Keith Richmond Living Forgotten Realms Epic Writing Director
Yes, you, self-admitted non-reader of any of the material in question, who didn't even know that adding additional damage types to a power added the relevant keyword, "know you are right".


Curious to know where this is coming from, but I'm guessing a different thread? This is a shared account; just to clear up confusion.

By RAW, it cannot double-tap because there is no rule that gives a time limit for invalidation. A restriction in the hit line is just as good as one in the target line would be.


I see. Does the Power Sequence (RC 92) that Plaguescarred referenced earlier have anything relevant?
By RAW, it cannot double-tap because there is no rule that gives a time limit for invalidation. A restriction in the hit line is just as good as one in the target line would be.


Is there precedent for this? I would very much like this to be true so I don't have to houserule this nonsense.

It's unclear. We generally resolve powers top down. It's easy enough to argue the first target is a valid target for the secondary attack. But multi-attacks break this rule, as they get resolved separately. This is a multi-attack. So we can argue the invalidation in the hit line applies.

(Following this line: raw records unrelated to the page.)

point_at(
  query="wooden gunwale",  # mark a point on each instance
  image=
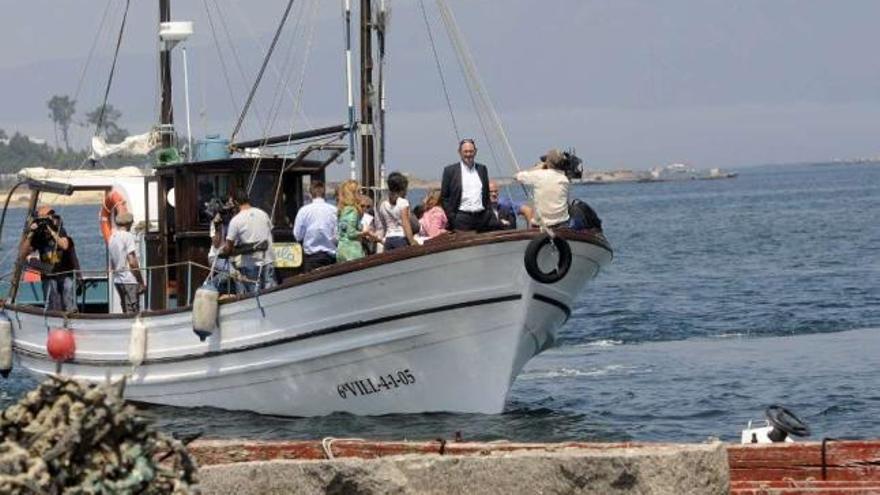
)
(445, 243)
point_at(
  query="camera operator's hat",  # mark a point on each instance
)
(124, 219)
(553, 157)
(45, 211)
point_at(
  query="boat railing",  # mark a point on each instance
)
(83, 279)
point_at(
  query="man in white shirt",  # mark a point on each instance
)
(464, 191)
(315, 229)
(551, 189)
(123, 261)
(250, 234)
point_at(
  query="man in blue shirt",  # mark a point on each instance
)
(315, 229)
(505, 210)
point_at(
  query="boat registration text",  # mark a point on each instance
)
(373, 385)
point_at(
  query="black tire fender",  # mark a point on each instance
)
(531, 259)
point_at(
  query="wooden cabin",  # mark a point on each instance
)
(184, 190)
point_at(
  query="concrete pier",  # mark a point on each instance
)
(462, 468)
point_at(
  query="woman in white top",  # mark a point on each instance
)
(393, 214)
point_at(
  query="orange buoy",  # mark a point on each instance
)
(114, 204)
(61, 344)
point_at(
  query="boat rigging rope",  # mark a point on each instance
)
(309, 35)
(439, 70)
(256, 38)
(220, 56)
(480, 97)
(112, 68)
(253, 92)
(91, 54)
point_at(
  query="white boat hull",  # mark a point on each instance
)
(448, 331)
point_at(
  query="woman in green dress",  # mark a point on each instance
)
(348, 226)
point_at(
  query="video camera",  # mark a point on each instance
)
(225, 209)
(571, 164)
(41, 227)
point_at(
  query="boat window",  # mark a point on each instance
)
(211, 188)
(263, 191)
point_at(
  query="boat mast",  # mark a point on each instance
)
(349, 90)
(380, 33)
(167, 116)
(368, 164)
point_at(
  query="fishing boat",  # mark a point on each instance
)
(444, 326)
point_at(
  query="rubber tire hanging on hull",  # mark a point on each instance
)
(531, 259)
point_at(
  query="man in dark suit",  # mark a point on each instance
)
(464, 191)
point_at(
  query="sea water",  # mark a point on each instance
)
(724, 297)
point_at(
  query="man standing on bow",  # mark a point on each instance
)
(464, 191)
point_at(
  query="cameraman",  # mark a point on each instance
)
(250, 236)
(47, 237)
(551, 188)
(221, 213)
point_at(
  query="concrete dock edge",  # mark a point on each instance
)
(643, 469)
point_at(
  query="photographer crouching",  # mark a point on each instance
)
(58, 263)
(221, 214)
(550, 180)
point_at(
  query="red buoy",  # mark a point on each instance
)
(60, 344)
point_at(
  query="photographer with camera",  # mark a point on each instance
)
(221, 213)
(250, 238)
(550, 180)
(57, 263)
(127, 276)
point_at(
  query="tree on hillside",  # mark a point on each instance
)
(62, 109)
(106, 123)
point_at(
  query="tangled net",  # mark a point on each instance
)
(65, 437)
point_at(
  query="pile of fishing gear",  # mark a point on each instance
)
(67, 437)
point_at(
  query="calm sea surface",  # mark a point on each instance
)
(724, 297)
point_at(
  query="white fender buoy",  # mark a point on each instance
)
(137, 344)
(205, 308)
(5, 346)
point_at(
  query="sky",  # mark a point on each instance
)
(628, 84)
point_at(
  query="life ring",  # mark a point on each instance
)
(114, 204)
(531, 259)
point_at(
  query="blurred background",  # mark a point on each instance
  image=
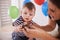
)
(10, 10)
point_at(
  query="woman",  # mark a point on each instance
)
(54, 15)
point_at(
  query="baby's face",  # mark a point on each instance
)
(27, 14)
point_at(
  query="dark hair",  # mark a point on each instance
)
(56, 2)
(29, 5)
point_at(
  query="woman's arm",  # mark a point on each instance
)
(39, 33)
(48, 27)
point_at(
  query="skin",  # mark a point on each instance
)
(40, 32)
(27, 14)
(54, 12)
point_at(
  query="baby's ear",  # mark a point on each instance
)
(20, 12)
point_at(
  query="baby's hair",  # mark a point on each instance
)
(56, 3)
(29, 5)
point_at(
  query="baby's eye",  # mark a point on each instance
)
(30, 14)
(25, 13)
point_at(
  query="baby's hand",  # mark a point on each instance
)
(18, 29)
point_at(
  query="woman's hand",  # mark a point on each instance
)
(38, 33)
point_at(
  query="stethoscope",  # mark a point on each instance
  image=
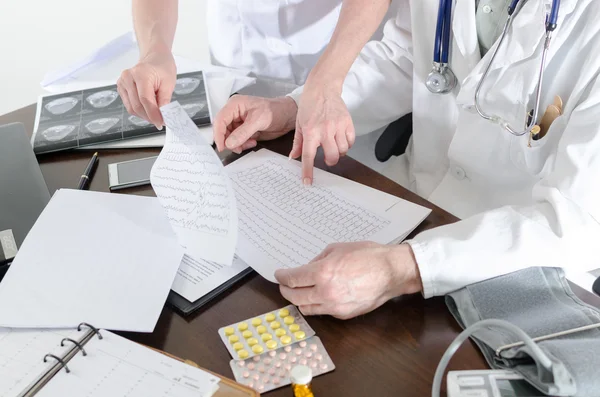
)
(442, 80)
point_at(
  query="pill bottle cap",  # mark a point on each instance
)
(301, 375)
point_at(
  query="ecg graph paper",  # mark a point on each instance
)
(291, 224)
(192, 185)
(116, 367)
(21, 356)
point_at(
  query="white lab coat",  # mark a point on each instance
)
(521, 206)
(280, 39)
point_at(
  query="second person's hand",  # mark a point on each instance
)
(149, 85)
(323, 120)
(244, 120)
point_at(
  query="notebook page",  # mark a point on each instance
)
(286, 224)
(117, 367)
(22, 352)
(191, 184)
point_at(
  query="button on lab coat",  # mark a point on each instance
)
(521, 206)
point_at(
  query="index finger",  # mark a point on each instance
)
(148, 99)
(302, 276)
(309, 152)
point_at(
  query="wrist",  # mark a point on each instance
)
(157, 48)
(405, 276)
(289, 108)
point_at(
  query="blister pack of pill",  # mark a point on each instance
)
(265, 333)
(272, 370)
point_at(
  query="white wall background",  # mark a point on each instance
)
(37, 36)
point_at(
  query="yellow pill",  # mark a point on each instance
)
(246, 334)
(271, 344)
(275, 325)
(229, 331)
(266, 337)
(233, 338)
(289, 320)
(261, 329)
(286, 339)
(280, 332)
(284, 313)
(238, 346)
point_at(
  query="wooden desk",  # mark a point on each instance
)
(392, 351)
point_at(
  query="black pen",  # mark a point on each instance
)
(85, 178)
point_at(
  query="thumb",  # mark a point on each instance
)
(163, 97)
(240, 135)
(297, 145)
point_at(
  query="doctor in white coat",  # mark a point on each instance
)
(522, 203)
(277, 39)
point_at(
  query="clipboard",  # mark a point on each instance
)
(227, 387)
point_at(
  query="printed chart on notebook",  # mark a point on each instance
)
(285, 224)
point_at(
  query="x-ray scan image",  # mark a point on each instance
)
(102, 99)
(140, 122)
(101, 125)
(61, 105)
(58, 132)
(186, 85)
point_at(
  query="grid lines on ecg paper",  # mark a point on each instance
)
(190, 182)
(317, 207)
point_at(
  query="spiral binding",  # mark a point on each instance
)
(62, 343)
(61, 362)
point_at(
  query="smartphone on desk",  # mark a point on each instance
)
(130, 173)
(489, 383)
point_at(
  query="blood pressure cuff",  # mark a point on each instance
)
(540, 302)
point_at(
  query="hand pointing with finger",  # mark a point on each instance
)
(323, 120)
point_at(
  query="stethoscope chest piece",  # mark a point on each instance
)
(441, 80)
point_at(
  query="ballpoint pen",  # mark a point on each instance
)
(85, 177)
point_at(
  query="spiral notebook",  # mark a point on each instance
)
(93, 363)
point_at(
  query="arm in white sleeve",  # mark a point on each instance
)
(560, 230)
(378, 88)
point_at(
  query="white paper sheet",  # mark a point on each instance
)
(197, 278)
(192, 185)
(22, 352)
(285, 224)
(115, 366)
(106, 259)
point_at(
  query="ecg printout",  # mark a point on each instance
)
(285, 224)
(192, 185)
(22, 352)
(117, 367)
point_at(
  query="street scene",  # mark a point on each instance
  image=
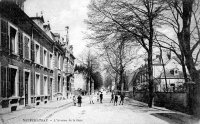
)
(99, 61)
(132, 112)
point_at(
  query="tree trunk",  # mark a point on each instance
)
(150, 73)
(184, 37)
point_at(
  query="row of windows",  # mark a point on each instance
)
(13, 39)
(13, 82)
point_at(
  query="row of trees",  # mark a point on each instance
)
(89, 67)
(116, 25)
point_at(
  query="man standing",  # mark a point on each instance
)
(112, 98)
(101, 97)
(91, 99)
(116, 99)
(122, 99)
(79, 100)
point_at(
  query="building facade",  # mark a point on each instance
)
(34, 62)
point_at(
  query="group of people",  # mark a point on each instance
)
(99, 97)
(114, 98)
(79, 98)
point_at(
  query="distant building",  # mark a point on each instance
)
(36, 65)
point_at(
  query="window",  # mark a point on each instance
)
(45, 57)
(59, 62)
(59, 83)
(13, 34)
(27, 46)
(51, 60)
(45, 86)
(37, 84)
(37, 53)
(13, 77)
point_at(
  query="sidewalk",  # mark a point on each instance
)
(30, 110)
(164, 113)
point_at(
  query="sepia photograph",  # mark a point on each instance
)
(99, 61)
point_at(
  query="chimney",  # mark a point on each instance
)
(67, 34)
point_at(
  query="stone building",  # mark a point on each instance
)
(34, 62)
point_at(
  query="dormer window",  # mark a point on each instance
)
(175, 71)
(27, 46)
(13, 34)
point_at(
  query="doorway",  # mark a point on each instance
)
(26, 87)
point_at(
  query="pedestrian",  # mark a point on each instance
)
(112, 98)
(91, 99)
(121, 99)
(79, 100)
(101, 97)
(97, 96)
(116, 99)
(74, 100)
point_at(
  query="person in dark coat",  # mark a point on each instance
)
(116, 99)
(79, 100)
(112, 98)
(121, 99)
(101, 97)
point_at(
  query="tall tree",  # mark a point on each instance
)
(185, 23)
(137, 19)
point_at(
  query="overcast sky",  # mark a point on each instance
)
(62, 13)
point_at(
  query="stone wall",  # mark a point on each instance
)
(171, 100)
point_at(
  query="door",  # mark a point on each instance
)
(50, 87)
(26, 87)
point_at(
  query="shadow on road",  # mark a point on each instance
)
(176, 117)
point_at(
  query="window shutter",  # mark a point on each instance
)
(41, 84)
(21, 86)
(32, 51)
(41, 55)
(48, 85)
(32, 83)
(9, 92)
(3, 81)
(48, 59)
(4, 36)
(20, 43)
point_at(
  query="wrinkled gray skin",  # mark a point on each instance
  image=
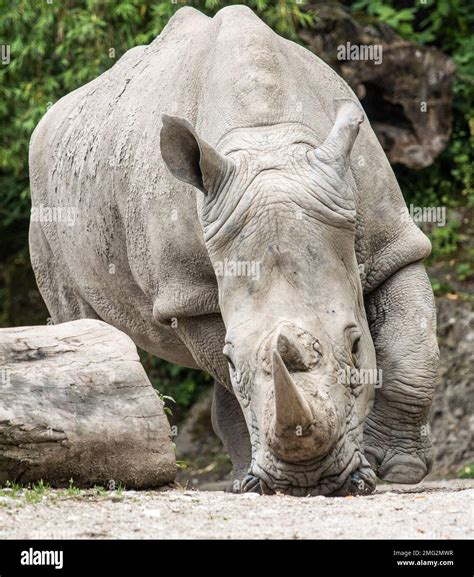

Obviously it would have been best to write the power as "Secondary Target: One creature within 5 squares of the target last hit by this power other than the primary target". I believe this is the intent.

There are a handful of powers where they indicated secondary target needs to be within X squares of primary target, and they didn't catch onto the fact that they needed to spell out "other than the primary target" since a creature is within X squares of itself. Furious Bolts is one, but Lightning Clash (Swordmage), Skip the Rock (Rogue), Coralling Shot (Seeker), Hammer Throw (Hammer of Moradin), Numinous Cascade (Falme of Hope) and a few more such powers are out there. Intent on all of them is pretty clearly that the target be other than the primary target, but RAW fails to indicate this.

Ruling these using RAI at your table instead of RAW is a fine house rule, but honestly... The failure to word these powers as intended makes for more interesting options than everyone going for the well advertised powers like RoB/SoB for multi-attacks.